The batch processing notebook does this, using the output of the alignment notebook.

The 10-band Batch Processing notebook further improves this by using the imgset.save_stacks function which is internally multithreaded. The 10-band approach can also be used with 5-band or 6-band data.

XingWei19 commented 2 years ago

@sgtkellox Thank you for sharing your codes. I appreciate it.

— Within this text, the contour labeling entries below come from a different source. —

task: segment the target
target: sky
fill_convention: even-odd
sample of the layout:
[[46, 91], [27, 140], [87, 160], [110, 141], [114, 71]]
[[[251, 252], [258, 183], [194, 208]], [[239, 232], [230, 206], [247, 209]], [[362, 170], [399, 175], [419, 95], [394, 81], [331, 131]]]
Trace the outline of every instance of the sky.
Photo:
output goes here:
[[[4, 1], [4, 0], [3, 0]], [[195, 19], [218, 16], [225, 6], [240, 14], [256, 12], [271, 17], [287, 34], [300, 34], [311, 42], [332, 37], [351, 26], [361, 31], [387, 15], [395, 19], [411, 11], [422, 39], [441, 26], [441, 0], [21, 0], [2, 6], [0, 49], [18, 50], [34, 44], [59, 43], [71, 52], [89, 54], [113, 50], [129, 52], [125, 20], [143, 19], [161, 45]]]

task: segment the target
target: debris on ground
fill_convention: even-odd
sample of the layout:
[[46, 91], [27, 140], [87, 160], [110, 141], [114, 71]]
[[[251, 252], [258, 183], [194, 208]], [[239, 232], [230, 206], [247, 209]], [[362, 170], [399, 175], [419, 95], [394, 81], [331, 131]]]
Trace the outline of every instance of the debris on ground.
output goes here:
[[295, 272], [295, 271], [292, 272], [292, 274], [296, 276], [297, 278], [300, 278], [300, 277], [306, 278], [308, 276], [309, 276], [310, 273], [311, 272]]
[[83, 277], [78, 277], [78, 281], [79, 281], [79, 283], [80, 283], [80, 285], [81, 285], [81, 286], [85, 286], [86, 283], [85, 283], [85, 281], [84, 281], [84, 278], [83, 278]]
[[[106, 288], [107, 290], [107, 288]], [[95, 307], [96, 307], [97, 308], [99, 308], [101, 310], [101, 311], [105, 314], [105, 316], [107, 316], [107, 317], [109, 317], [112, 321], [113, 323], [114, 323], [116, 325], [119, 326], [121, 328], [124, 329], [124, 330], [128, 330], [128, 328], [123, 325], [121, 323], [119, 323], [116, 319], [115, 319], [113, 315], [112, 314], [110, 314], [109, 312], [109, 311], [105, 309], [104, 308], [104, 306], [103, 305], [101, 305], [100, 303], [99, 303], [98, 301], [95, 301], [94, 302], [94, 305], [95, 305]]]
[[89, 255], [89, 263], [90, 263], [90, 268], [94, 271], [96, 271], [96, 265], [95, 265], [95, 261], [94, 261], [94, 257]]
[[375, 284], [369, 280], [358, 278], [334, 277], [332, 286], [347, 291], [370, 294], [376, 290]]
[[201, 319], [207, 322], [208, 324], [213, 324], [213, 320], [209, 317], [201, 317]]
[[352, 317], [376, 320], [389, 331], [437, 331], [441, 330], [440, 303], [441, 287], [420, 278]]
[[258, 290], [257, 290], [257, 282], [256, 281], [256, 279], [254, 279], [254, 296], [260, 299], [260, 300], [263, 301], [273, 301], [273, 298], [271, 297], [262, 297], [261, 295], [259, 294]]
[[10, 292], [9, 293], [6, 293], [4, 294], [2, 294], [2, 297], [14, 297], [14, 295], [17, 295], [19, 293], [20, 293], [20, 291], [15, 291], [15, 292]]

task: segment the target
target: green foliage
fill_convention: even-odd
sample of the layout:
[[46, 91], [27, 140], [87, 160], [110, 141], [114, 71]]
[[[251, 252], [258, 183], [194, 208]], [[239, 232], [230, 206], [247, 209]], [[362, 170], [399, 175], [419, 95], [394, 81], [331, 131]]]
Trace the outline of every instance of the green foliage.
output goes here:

XingWei19 commented 2 years ago

@poynting When I testing the 10-band Batch Processing notebook, I got an error saying, "ImageSet' object has no attribute 'save_stacks". Do I need to update the library/package to use this function? Thanks

karimelgazar commented 2 years ago

use imgset.process_imageset instead

zekrimohamed commented 2 years ago

@poynting When I tested the 10-band Batch Processing notebook, I got an error saying, "ImageSet' object has no attribute 'save_stacks". Do I need to update the library/package to use this function? Thanks

YY-99999 commented 2 years ago

Hi @poynting

I am having same issue "ImageSet' object has no attribute 'save_stacks". I have tried imgset.process_imageset and it seemed not working as well. Any ideas ? Many Thanks

alegent commented 1 year ago

I am having same errors on using both imgset.save_stacks() and imgset.process_imageset() . Any progress on this issue?